Coarse language warning: Nucky drops many F-bombs on Frank Hague in this clip, he thinks Hague just wants “a payoff” and is really frustrated and angry.
So, after watching this scene, my policy mind started buzzing. The corrupt incentives of the 1920s were perhaps different than the corrupt incentives of today. Both Nucky and Hague are motivated by corruption, but that corruption is motivating them to fight really hard for highways going to their respective counties (unquestionably a benefit for the economy and the average voter). In cases like this, is corruption helping the public?
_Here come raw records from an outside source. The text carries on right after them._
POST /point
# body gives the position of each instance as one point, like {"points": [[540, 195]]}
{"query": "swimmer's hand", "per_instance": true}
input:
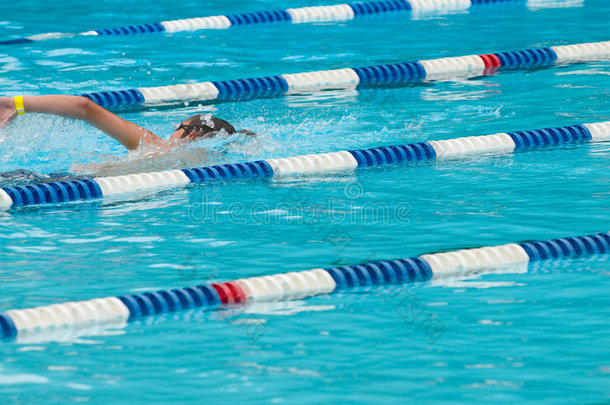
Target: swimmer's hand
{"points": [[7, 111]]}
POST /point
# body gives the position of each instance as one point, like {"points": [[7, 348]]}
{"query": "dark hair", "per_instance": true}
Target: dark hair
{"points": [[207, 126]]}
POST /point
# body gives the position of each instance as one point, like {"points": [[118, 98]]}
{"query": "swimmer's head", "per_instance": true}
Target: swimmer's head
{"points": [[201, 126]]}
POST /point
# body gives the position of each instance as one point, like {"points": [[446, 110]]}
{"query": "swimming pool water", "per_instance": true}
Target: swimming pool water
{"points": [[507, 338]]}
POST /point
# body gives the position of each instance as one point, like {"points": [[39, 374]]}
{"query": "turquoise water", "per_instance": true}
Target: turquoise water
{"points": [[507, 337]]}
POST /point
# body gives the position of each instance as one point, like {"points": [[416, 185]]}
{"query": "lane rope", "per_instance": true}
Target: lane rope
{"points": [[87, 189], [116, 311], [355, 78], [338, 12]]}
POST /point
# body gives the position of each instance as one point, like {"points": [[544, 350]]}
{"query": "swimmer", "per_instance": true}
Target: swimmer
{"points": [[131, 136]]}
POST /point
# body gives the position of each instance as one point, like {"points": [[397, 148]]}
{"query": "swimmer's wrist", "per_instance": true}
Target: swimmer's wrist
{"points": [[19, 107]]}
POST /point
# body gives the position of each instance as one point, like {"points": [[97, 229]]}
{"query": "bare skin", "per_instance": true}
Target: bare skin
{"points": [[127, 133]]}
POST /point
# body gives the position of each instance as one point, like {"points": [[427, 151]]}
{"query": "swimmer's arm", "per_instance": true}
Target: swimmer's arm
{"points": [[127, 133]]}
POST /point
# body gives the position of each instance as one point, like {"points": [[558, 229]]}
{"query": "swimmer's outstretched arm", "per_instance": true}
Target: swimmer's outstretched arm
{"points": [[127, 133]]}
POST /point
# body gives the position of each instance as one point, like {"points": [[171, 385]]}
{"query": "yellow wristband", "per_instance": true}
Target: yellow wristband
{"points": [[19, 105]]}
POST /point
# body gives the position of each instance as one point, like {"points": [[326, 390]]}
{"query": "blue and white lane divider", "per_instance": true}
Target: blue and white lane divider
{"points": [[338, 12], [113, 311], [352, 78], [64, 191]]}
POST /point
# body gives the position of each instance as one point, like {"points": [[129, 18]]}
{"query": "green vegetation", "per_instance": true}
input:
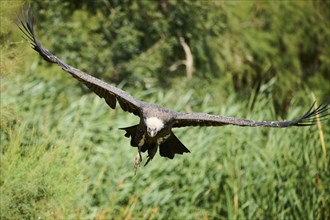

These are the questions I wrote this post to ask: Did the certainty that they would get a hefty slice of any new project make them fight harder than politicians today to get projects for the public good?
Should we incorporate such incentives into the current system, like bonus pay or free stuff or public accolades if a politician helps the general population? Because right now, we have a system of open, legal bribery; ALL the incentives and thus, inevitably, ALL the policymaking energy is lined up against efforts to help normal constituents, and lined up for the special interests that give money to elect candidates. I always refer to this as giving “campaign bribetributions.” It’s essentially bribery, it totally skews the system so that the corrupt incentives make the government serve powerful private interests first and the public good only accidentally, but it remains completely legal.
At least in this scene, the corrupt incentives make public officials do something for the public good. I am desperate to address the crisis of campaign bribetributions making government only serve moneyed interests (not democracy but bribeocracy). If the powerful will never let us remove campaign bribetributions from our system, how do we realign the corruption to serve the people NOT just narrow interests with fat stacks of $$$$???